Тогда, в дождь
Шрифт:
Автобусы! Но в них раскатывали Ромул и Рем, двое волчьих выкормышей, оба — Райлы, сидели, уткнув свои сытые рожи в оконные стекла; ехали другие, те, у которых был отец; они ехали и, счистив ладонью пыль, глазели в окно на тех, у кого не было отца; которые тащатся пешком, шпана, голь перекатная, разве для таких, как он, науки…
Не для таких, ясное дело, нет — Ауримас угрюмо оглянулся вокруг: вдалеке ухали паровозы; улица далеко внизу; по дорожкам не добраться — глина; не для таких, нет, — он скользнул по мокрой, заваленной рыжими листьями траве; не для таких, нет, нет, нет, — и кубарем ринулся вниз — через шиповник, акацию, ивняк — через забитую грязью канаву — на улицу; разве для таких, господа, науки — прогромыхал автобус РАТУША — КРАНТЯЛИС, грохоча,
Ауримас поднял голову: Рем, Ремас Райла, медик, сидит, оседлав тихо рокочущий мотоцикл, одной ногой опираясь о землю, другую держит на подножке, желтый шлем, облегающая кожанка, — и глядит на него, на Ауримаса, пялится сквозь большие квадратные очки, чуть ли не на все лицо окуляры; что, подвезти? Спасибо, мне недалеко, Рем, пара шагов. Разве ты не домой? Не к бабке? Домой, к бабке, но это недалеко… пара шагов… Садись, садись, не опрокину… не бойся… Разве не знаю, кого везу…
— То есть? — спросил Ауримас, крепко хватаясь за скобу позади кожаной спины Рема.

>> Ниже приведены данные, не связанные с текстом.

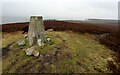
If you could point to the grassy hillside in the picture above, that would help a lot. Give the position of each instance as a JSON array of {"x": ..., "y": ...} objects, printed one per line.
[{"x": 79, "y": 54}]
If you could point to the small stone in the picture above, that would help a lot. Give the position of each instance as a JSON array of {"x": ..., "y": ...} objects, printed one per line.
[
  {"x": 64, "y": 39},
  {"x": 41, "y": 56},
  {"x": 39, "y": 42},
  {"x": 58, "y": 36},
  {"x": 47, "y": 63},
  {"x": 36, "y": 53},
  {"x": 48, "y": 39},
  {"x": 21, "y": 43},
  {"x": 26, "y": 36},
  {"x": 29, "y": 51},
  {"x": 50, "y": 30}
]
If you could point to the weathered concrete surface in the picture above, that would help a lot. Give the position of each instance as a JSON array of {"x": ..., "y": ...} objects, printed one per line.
[{"x": 36, "y": 31}]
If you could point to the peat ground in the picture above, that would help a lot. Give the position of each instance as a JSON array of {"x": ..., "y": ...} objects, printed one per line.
[{"x": 112, "y": 40}]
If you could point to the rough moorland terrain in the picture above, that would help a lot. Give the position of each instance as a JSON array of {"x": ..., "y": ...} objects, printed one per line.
[{"x": 80, "y": 53}]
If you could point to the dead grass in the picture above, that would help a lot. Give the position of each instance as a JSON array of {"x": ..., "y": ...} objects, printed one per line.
[{"x": 79, "y": 54}]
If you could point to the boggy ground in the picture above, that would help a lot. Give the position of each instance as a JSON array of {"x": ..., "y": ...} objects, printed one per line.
[{"x": 79, "y": 54}]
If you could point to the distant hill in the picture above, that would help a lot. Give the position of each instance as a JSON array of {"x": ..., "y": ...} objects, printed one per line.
[{"x": 102, "y": 20}]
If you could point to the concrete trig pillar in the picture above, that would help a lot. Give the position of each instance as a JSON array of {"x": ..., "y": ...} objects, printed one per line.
[{"x": 36, "y": 34}]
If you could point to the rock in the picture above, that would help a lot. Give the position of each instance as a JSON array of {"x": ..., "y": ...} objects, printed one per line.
[
  {"x": 29, "y": 51},
  {"x": 47, "y": 63},
  {"x": 21, "y": 43},
  {"x": 48, "y": 39},
  {"x": 39, "y": 42},
  {"x": 41, "y": 56},
  {"x": 36, "y": 53},
  {"x": 64, "y": 39},
  {"x": 26, "y": 36},
  {"x": 58, "y": 36},
  {"x": 50, "y": 30}
]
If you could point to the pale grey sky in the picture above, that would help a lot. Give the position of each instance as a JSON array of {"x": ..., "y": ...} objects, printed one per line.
[{"x": 61, "y": 9}]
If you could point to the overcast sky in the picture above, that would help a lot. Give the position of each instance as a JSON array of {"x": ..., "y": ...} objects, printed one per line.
[{"x": 61, "y": 9}]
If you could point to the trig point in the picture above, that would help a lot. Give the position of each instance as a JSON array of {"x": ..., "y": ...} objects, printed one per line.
[{"x": 36, "y": 34}]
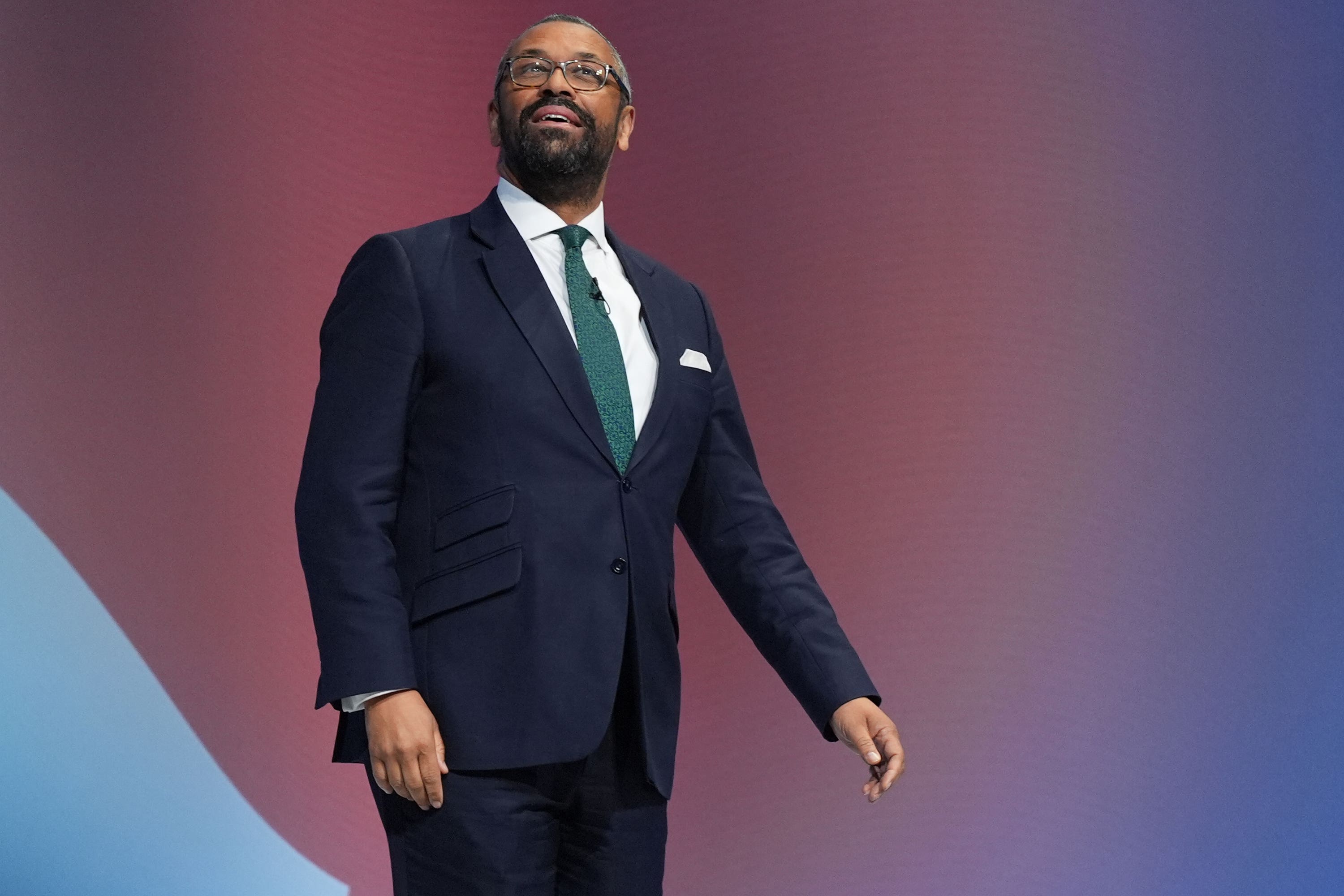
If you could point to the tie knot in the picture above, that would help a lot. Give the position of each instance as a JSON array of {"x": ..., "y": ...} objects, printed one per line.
[{"x": 573, "y": 236}]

— Гения, — отвечал Рем, поворачиваясь к Ауримасу; мотоцикл задрожал и, как скаковая лошадь через барьер, прыгнул через рытвину. — Нашего Гомера. Честь и славу всего Крантялиса.
— Ты бы полегче…
— А что?.. Ну, как-никак с друзьями детства… с однокашниками… не часто приходится…
— Поезжай, говорю, да полегче…
— Не оброню тебя, не бойся… сознаю историческую ответственность… — И помедлив: — Старушка твоя была у нас…
— Кто, кто?
— Бабка твоя приходила. К моему папаше. Понял?
— Понял чего ей?
— Масла!
— Масла?
— Масла в долг… Как, по-твоему, в государственной торговле существует такая форма — в кредит?
Он опять повернулся лицом к Ауримасу, мотоцикл дернулся, вот-вот перевернется, Ауримас чуть не выпустил из рук скобу; в долг? Да ведь и тогда, давно… этот Старик…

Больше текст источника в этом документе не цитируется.